Some of the author's claims are correct, however point 3 for example doesn't have citations and is complete bollocks.
An immutable collection isn't a place to be mutated, a bucket to fill, so saying that immutable collections don't support concurrent updates is really stupid, because not allowing concurrent updates is the point of immutable collections.
But then, I challenge the author to show me concurrent dictionary implementations that have the non-blocking, lock-free property. Such implementations exist, mind you, but they are an area of active research and not usually part of standard libraries. And there goes the author's argument about the established industry. One such implementation is the TrieMap , a new and interesting implementation of a lock-free Map that actually relies on techniques used in persistent data-structures ;-)
On the other hand, shove a persistent data-structure into an AtomicReference and you get a non-blocking concurrent collection for free, which of course includes any kind of persistent Map implementation you want. And lo and behold, the layman can achieve non-blocking concurrent data-structures without a PhD.

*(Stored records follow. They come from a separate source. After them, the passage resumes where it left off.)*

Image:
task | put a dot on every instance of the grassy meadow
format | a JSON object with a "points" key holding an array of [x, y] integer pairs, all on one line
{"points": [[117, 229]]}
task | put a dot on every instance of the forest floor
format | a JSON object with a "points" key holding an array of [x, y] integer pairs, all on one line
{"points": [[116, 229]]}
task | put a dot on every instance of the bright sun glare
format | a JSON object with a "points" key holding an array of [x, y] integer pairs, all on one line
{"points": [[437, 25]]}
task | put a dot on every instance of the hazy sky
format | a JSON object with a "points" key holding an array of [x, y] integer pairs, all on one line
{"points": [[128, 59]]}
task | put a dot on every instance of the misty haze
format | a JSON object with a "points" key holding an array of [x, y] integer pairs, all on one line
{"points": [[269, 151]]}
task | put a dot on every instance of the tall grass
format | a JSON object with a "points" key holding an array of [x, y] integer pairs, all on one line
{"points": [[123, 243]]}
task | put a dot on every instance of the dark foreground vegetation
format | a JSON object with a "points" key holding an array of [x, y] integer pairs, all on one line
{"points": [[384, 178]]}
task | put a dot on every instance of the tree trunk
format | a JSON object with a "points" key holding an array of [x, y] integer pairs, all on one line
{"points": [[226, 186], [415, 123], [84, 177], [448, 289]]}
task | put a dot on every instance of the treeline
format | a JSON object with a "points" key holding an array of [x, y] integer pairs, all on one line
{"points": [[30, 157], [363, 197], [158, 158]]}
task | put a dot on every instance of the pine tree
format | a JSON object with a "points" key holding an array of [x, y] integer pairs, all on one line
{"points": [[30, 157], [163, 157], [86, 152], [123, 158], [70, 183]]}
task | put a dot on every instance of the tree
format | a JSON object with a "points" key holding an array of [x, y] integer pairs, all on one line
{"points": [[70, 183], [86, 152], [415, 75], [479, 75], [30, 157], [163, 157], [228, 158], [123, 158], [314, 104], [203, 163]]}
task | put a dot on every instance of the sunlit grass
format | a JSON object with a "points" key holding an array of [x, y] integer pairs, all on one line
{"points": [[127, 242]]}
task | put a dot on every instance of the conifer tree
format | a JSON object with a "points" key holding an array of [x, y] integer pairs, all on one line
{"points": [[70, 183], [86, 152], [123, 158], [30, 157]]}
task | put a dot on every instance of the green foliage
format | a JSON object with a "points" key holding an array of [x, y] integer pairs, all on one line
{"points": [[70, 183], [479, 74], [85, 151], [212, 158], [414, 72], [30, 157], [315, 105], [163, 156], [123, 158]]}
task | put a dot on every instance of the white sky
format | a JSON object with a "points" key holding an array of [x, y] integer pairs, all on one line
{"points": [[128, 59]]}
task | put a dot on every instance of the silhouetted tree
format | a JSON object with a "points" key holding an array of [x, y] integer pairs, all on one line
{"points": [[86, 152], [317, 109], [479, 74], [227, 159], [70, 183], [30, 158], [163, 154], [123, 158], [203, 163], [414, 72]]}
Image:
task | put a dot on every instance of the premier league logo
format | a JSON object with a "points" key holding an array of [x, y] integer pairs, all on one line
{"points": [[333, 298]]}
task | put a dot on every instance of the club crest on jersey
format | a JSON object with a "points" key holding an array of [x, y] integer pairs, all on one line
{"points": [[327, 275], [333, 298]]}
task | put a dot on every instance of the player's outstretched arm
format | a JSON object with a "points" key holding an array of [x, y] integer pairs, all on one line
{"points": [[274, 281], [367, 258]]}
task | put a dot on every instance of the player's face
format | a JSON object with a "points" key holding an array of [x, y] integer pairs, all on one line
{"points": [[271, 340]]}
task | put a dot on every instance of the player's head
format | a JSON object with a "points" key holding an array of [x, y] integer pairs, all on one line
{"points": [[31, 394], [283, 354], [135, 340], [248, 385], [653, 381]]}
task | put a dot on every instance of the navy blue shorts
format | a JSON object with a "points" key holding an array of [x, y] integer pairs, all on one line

There are of course gotchas. The real strength of mutable concurrent data-structures is that they can distribute the contention over multiple nodes, whereas with an immutable data-structure you end up driving that contention to a single root. That can be really, really bad for writes. But then again, concurrent reads for immutable data-structures come basically for free. This means such a data-structure is bad for storage, but really good for message passing (like from producers to consumers). Hence actual databases making use of FP techniques, like for example Cognitec's Datomic, are implemented in a mixed style, best tool for the job and all that.
But instead the author's argument is just a rant that doesn't delve into any interesting details.
A similar weak point is number 7. First of all, what the author understands about parallelism isn't parallelism and I don't really understand his ramblings on performance and absolute performance, but that's not the goal of parallelism. The goal of parallelism is scalability (i.e. the ability to throw hardware at a problem in order to decrease processing time). But this will naturally tax the number of operations per second that a single core can achieve, which can be acceptable if you can make up for it with hardware. And for example his linked benchmark uses at most 8 cores, which is too few to come up with a sweeping generalization like that. That conclusion simply doesn't follow from this benchmark, being basically just Amdahl's law in action, which he fails to recognize.